Moments later, Johnson asks Halleck if he wants to go to the upcoming GOP convention without a Civil Rights bill in place. Halleck tells Johnson that “if you scratch me very deep,” it might not be the worst idea.

“I wouldn’t scratch you at all, because I want to pet you,” Johnson smoothly counters in his Texas drawl.

Johnson didn’t have the equivalent of Obama’s birther problem, but he shows his touchiness on the tapes in response to inquiries from journalists Dan Rather and Helen Thomas about how he was spending his salary, an interest piqued after the now-defunct Washington Star published a story about the Johnson family’s considerable wealth.

Annoyed by the press questioning his family finances, Johnson sarcastically suggests that his press secretary, George Reedy, tell Rather: “What do you do with your money? The president lives off of his.”
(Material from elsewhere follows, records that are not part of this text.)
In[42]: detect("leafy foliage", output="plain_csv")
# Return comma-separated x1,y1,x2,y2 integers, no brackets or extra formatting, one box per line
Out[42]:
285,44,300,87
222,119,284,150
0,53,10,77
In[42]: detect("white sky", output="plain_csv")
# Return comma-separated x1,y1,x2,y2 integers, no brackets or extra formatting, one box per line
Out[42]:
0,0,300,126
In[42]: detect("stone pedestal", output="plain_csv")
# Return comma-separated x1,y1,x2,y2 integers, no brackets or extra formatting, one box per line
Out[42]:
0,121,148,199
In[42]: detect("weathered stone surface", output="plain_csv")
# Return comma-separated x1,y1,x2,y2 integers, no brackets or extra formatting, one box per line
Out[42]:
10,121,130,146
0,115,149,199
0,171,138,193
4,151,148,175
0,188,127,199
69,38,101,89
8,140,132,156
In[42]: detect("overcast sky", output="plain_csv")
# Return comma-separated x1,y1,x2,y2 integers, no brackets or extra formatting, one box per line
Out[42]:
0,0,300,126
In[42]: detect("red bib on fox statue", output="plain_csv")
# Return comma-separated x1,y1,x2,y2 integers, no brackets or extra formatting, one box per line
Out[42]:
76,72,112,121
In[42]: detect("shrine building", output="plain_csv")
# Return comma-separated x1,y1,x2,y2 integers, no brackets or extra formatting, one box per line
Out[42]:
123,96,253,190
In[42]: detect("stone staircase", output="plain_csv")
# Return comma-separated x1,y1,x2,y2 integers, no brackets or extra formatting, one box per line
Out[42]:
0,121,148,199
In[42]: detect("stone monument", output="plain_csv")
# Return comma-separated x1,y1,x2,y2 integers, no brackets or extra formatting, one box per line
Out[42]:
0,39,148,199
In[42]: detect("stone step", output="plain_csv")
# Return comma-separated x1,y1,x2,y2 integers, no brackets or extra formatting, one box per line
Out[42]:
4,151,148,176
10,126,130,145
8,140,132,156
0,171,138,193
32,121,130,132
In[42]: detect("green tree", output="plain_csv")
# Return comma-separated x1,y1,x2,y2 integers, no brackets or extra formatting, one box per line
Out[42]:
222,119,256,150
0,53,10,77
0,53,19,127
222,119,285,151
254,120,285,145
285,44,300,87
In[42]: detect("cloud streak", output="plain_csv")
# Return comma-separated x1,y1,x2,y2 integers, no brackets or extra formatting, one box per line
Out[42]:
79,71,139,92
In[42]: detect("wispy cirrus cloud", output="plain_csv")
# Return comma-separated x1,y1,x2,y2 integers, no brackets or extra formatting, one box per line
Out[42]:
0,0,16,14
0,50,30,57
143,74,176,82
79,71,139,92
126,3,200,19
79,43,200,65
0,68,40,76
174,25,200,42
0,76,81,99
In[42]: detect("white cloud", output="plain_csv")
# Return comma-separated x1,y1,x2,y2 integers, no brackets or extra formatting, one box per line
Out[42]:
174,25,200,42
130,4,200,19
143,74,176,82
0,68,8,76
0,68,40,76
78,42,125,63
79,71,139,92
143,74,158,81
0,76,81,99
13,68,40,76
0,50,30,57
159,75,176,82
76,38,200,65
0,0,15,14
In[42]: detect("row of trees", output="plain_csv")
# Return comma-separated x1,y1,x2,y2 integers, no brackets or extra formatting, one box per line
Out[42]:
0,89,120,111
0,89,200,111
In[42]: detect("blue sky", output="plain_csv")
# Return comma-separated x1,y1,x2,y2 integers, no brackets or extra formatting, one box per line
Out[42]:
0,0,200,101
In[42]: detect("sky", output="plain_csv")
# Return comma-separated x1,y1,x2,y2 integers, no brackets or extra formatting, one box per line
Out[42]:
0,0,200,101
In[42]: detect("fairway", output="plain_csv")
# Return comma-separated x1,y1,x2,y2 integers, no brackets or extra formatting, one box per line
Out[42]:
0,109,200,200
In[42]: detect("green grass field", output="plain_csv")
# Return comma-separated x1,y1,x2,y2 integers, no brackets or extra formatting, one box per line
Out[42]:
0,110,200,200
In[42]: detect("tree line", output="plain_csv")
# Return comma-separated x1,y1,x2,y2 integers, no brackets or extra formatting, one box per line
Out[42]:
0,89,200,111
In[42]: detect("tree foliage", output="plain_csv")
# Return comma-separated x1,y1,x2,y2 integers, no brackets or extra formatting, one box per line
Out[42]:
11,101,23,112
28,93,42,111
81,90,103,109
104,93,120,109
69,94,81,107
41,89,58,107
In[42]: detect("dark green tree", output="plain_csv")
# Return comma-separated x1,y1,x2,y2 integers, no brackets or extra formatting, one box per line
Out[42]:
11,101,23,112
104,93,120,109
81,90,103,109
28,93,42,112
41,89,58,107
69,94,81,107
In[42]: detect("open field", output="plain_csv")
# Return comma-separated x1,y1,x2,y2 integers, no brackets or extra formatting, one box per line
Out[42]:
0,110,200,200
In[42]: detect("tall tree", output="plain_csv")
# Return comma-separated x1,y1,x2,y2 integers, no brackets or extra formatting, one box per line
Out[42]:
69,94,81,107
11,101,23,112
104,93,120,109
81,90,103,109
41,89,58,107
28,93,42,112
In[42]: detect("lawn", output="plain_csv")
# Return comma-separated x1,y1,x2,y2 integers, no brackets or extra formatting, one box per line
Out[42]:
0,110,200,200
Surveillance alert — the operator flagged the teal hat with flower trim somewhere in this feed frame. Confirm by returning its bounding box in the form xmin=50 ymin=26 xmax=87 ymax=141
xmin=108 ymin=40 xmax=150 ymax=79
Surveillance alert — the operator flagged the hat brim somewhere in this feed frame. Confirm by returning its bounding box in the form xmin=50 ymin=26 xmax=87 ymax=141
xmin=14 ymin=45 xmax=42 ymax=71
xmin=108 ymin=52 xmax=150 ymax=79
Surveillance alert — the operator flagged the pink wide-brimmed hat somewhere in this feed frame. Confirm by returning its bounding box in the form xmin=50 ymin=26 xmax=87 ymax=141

For all his grousing and lamenting about his adversaries, Johnson was as tough on his own team. In the recordings, he lives up to his reputation for being occasionally crude and often outrageously blunt in his criticism -- even of his own party.

In a frank conversation with the late Sen. George Smathers, D-Fla., a confidant, he lays into the Senate Democratic leadership for its inability to derail a Republican amendment to food stamp legislation, leading to the bill he backed getting tied up in House Rules committee for another five weeks.

“George, I’m having a lot of problems, as you all can watch,” Johnson said. “I don’t want to say I told you, but, we just… we are inept.”

To be sure, Obama’s situation isn’t completely analogous to Johnson’s, but the tapes do offer a window into an intense period of multiple domestic and foreign crises that forced Johnson to do the sort of multi-tasking Obama is trying to manage today.

Obama might find some comfort in these tapes. Despite all of Johnson’s political headaches, he would go on to a landslide victory over Republican nominee Barry Goldwater that fall.

The bad news, of course, was what came after the election for Johnson.